According to the United Nations Development Programme (UNDP), melting glaciers across Pakistan’s Hindu Kush, Himalaya and Karakoram ranges have formed more than 3,000 glacial lakes in Gilgit-Baltistan and Khyber Pakhtunkhwa. Of these, 33 are assessed as prone to dangerous outbursts, with more than 7.1 million people living nearby exposed to harm. Glacial lake outburst floods (GLOFs) release millions of cubic meters of water and debris within hours, destroying bridges, farms and entire downstream communities.
In partnership with UNDP, Pakistan in 2017 launched the Scaling-up of Glacial Lake Outburst Flood Risk Reduction (GLOF-II) project, covering 24 valleys across 15 districts in Gilgit-Baltistan and Khyber Pakhtunkhwa. The initiative focuses on early warning systems, protective flood infrastructure and community-based disaster preparedness.

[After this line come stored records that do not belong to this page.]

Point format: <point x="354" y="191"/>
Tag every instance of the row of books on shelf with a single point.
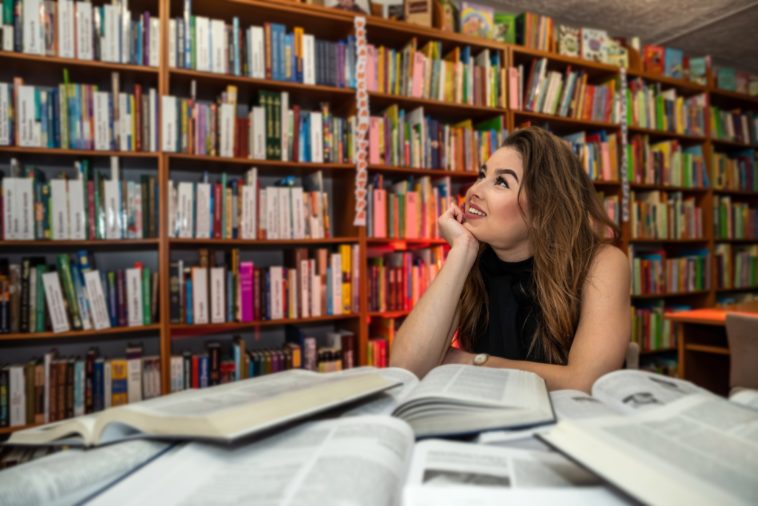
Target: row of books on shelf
<point x="414" y="139"/>
<point x="735" y="125"/>
<point x="69" y="29"/>
<point x="649" y="327"/>
<point x="72" y="294"/>
<point x="570" y="95"/>
<point x="736" y="170"/>
<point x="313" y="283"/>
<point x="736" y="266"/>
<point x="665" y="215"/>
<point x="666" y="163"/>
<point x="54" y="387"/>
<point x="456" y="77"/>
<point x="270" y="130"/>
<point x="82" y="206"/>
<point x="650" y="106"/>
<point x="407" y="208"/>
<point x="734" y="220"/>
<point x="598" y="152"/>
<point x="654" y="271"/>
<point x="397" y="280"/>
<point x="266" y="51"/>
<point x="240" y="208"/>
<point x="78" y="116"/>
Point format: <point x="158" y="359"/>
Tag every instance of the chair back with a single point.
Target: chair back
<point x="742" y="334"/>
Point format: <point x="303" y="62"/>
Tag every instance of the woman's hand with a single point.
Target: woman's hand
<point x="458" y="356"/>
<point x="453" y="231"/>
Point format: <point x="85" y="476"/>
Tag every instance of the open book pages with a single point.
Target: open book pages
<point x="367" y="460"/>
<point x="462" y="399"/>
<point x="70" y="476"/>
<point x="223" y="412"/>
<point x="746" y="396"/>
<point x="700" y="449"/>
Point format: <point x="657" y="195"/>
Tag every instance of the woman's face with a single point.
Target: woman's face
<point x="492" y="212"/>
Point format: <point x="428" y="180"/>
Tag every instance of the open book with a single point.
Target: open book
<point x="367" y="460"/>
<point x="459" y="399"/>
<point x="662" y="440"/>
<point x="222" y="413"/>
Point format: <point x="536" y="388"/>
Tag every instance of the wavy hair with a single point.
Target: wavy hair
<point x="567" y="225"/>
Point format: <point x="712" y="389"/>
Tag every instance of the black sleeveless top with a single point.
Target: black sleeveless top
<point x="513" y="310"/>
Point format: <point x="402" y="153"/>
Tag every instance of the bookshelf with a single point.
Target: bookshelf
<point x="334" y="26"/>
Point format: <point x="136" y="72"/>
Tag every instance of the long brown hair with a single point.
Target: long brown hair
<point x="567" y="225"/>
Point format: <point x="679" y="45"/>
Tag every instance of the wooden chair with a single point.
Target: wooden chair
<point x="742" y="334"/>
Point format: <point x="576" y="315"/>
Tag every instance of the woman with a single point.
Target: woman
<point x="529" y="282"/>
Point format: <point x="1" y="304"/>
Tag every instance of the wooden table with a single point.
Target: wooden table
<point x="703" y="347"/>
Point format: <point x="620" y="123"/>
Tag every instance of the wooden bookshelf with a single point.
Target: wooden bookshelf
<point x="335" y="25"/>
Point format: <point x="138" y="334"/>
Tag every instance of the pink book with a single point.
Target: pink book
<point x="411" y="215"/>
<point x="513" y="89"/>
<point x="375" y="124"/>
<point x="246" y="290"/>
<point x="417" y="89"/>
<point x="380" y="212"/>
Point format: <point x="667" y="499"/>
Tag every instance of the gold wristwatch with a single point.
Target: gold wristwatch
<point x="481" y="358"/>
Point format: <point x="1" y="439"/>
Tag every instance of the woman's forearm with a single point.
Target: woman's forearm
<point x="423" y="338"/>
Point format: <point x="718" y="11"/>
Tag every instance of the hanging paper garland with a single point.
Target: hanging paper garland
<point x="362" y="113"/>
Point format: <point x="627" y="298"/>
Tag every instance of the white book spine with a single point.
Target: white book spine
<point x="284" y="213"/>
<point x="177" y="373"/>
<point x="277" y="293"/>
<point x="218" y="295"/>
<point x="202" y="44"/>
<point x="134" y="297"/>
<point x="309" y="59"/>
<point x="28" y="134"/>
<point x="59" y="209"/>
<point x="24" y="208"/>
<point x="107" y="384"/>
<point x="168" y="123"/>
<point x="16" y="396"/>
<point x="226" y="122"/>
<point x="84" y="46"/>
<point x="248" y="212"/>
<point x="134" y="382"/>
<point x="171" y="43"/>
<point x="112" y="209"/>
<point x="336" y="282"/>
<point x="203" y="224"/>
<point x="155" y="42"/>
<point x="185" y="225"/>
<point x="77" y="218"/>
<point x="200" y="295"/>
<point x="33" y="35"/>
<point x="66" y="29"/>
<point x="298" y="213"/>
<point x="5" y="117"/>
<point x="219" y="46"/>
<point x="258" y="51"/>
<point x="317" y="140"/>
<point x="55" y="304"/>
<point x="96" y="298"/>
<point x="259" y="133"/>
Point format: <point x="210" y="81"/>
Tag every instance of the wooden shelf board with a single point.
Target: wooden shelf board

However, Zakir Hussain, director-general of the Gilgit-Baltistan Disaster Management Authority, said the coverage of Pakistan’s early warning infrastructure is widely misunderstood. The GLOF-II project covers only 16 selected valleys – not the whole of Gilgit-Baltistan – and within those valleys, only certain limited sites. Many areas hardest hit in 2025, including Ghizer, Diamer and parts of Hunza, have no early warning systems at all.

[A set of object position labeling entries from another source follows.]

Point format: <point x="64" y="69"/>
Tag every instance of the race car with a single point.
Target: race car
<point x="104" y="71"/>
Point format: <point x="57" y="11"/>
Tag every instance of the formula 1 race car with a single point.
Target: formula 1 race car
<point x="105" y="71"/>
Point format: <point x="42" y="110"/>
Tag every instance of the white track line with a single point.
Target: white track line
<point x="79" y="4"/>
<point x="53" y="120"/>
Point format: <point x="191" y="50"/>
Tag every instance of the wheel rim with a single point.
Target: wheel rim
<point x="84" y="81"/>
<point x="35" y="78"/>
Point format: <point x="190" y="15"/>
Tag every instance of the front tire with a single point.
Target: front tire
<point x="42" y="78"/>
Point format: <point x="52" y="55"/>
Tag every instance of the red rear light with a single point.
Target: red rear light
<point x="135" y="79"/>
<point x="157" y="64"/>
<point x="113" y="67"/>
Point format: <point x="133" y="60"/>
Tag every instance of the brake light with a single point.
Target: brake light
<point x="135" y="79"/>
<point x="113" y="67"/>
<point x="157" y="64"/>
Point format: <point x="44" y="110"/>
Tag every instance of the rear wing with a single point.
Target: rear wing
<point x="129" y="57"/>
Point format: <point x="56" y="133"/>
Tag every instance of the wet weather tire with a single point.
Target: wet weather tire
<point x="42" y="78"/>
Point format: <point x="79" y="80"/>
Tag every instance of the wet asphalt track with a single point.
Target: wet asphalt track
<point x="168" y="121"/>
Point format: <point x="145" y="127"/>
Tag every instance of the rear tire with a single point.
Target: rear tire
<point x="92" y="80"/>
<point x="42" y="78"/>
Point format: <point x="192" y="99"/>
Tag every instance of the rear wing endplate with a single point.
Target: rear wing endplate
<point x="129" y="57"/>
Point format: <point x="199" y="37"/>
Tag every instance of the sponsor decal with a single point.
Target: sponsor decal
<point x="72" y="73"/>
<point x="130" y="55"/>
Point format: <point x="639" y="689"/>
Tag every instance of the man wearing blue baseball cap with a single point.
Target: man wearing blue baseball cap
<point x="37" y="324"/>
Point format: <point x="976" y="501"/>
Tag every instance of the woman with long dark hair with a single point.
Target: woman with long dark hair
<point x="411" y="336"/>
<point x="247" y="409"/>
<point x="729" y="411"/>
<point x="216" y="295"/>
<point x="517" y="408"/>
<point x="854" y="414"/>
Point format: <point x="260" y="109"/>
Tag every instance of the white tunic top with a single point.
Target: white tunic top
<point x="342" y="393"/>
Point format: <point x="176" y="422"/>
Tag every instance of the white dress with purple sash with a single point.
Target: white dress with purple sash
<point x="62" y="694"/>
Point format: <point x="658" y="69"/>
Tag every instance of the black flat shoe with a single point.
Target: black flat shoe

“The problem there is the complete absence of coverage,” Hussain said. “The only exception is Shishper in Hunza valley. That is the only case where there is an early warning system, but it did not generate a warning even though the glacier changed its behavior. In the other cases, these are very different problems, and we should be clear about the distinction.”
The 2022 floods remain the benchmark for how devastating climate disaster can be in Pakistan. They killed nearly 1,700 people, displaced more than 30 million, caused $14.8 billion in property damage and wiped $15.2 billion from Pakistan’s gross domestic product. Pakistan held a donor conference in Geneva in January 2023, where about $11 billion was pledged by various countries and international financial institutions for flood recovery. But according to the UN humanitarian coordination agency (OCHA), only about $4.5 billion had been disbursed by June 2025, mostly for housing, transport and flood risk management projects.
Hussain was blunt about the shortfall: “It is evident that the parties who attended the conference did not take up their responsibility in transferring funds, transferring technology and building the capacity of nations that are suffering the consequences of carbon emissions from the developed world.” He added that the country’s vulnerability is compounded not only by a lack of infrastructure but also by a lack of coordination among different agencies.
“There’s no single authoritative source of truth,” he said. “What one agency accepts, another does not, and that creates administrative hurdles and breakdowns in response. Integrating forecasts with response indicators is where the work needs to be done.”